Why are the providers often reaping much more than typical payments for in-network services? It’s “really hard to know,” Dr. Hoadley said. But one factor, he said, may be the fact that providers are able to offer evidence challenging that amounts that insurers say they paid previously: “Hey, when we were in network, we were paid this much.”
It’s not clear whether the dispute-and-arbitration system will cost insurers — and patients — more in the long run. The Congressional Budget Office actually thought the No Surprises Act might lower the growth of premiums slightly and save the federal government money, Dr. Hoadley said, but that could potentially not happen. The flood of litigation also contributes to uncertainty, he said.
Alan Sager, PhD, professor of Health Law, Policy, and Management at Boston University School of Public Health, told this news organization that premiums are bound to rise as insurers react to higher costs. He also expects that providers will question the value of being in-network. “If you’re out-of-network and can obtain much higher payments, why would any doctor or hospital remain in-network, especially since they don’t lose out on patient volume?”
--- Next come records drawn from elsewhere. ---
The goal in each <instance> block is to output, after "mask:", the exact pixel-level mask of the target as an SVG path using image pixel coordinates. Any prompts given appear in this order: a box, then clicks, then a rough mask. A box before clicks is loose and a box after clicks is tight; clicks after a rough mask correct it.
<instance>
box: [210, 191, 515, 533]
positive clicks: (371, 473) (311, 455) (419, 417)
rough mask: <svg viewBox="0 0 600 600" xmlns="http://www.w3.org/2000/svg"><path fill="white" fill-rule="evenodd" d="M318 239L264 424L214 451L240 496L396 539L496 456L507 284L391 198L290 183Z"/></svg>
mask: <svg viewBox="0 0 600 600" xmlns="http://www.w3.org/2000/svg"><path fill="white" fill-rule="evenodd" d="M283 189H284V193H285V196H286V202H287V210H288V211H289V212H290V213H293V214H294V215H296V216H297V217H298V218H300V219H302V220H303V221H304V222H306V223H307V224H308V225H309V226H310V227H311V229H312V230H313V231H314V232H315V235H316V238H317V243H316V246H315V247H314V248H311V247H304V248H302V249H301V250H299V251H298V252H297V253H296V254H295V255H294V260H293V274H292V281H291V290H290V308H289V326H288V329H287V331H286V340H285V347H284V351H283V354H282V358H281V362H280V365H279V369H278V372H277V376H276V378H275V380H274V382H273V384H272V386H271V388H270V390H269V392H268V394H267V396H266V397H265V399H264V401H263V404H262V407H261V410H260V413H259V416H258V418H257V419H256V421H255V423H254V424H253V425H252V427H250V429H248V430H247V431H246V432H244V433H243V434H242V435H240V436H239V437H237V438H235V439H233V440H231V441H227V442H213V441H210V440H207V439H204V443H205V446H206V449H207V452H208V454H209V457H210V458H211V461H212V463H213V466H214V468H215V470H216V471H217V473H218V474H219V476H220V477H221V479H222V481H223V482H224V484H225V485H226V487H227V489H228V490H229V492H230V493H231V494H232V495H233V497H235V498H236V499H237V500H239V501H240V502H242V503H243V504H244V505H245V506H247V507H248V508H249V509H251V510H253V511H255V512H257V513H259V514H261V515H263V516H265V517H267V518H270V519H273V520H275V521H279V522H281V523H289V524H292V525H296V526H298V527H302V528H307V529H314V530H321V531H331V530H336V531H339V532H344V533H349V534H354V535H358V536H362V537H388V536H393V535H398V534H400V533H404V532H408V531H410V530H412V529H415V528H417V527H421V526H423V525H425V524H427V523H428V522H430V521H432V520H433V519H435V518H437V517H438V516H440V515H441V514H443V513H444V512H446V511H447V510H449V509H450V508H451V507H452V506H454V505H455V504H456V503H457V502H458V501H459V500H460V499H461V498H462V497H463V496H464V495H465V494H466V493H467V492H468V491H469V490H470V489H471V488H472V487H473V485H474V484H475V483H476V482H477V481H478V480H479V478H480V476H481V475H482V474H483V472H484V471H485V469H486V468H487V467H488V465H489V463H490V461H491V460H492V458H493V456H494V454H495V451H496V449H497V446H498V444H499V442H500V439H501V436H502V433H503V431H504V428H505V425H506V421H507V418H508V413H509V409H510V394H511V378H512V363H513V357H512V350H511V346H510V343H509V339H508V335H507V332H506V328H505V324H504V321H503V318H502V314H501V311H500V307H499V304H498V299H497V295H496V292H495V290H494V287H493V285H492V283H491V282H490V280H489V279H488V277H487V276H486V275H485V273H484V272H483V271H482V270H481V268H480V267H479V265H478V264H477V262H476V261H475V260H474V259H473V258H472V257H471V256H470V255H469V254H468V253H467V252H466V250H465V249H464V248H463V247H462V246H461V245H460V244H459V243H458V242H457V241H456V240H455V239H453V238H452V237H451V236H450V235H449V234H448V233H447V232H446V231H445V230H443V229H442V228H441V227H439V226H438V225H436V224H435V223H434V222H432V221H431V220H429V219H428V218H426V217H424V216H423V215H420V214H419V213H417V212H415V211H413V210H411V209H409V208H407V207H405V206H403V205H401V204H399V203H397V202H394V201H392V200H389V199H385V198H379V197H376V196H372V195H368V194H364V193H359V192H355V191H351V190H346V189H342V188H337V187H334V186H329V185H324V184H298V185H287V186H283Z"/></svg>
Why are provider groups owned by private equity firms so aggressive at challenging health plans? Loren Adler, a fellow and associate director of the Brookings Institution’s Center on Health Policy, told this news organization that these companies play large roles in fields affected by the No Surprises Act. These include emergency medicine, radiology, and anesthesiology, said Mr. Adler, who’s also studied the No Surprises Act’s dispute/arbitration system.
Mr. Adler added that larger companies “are better suited to deal with technical complexities of this process and spend the sort of upfront money to go through it.”
In the big picture, Mr. Adler said, the new study “raises question of whether Congress at some point wants to try to basically bring prices from the arbitration process back in line with average in-network prices.”
The study was funded by the Commonwealth Fund and Arnold Ventures. Dr. Hoadley, Dr. Sager, and Mr. Adler had no disclosures.
A version of this article first appeared on Medscape.com.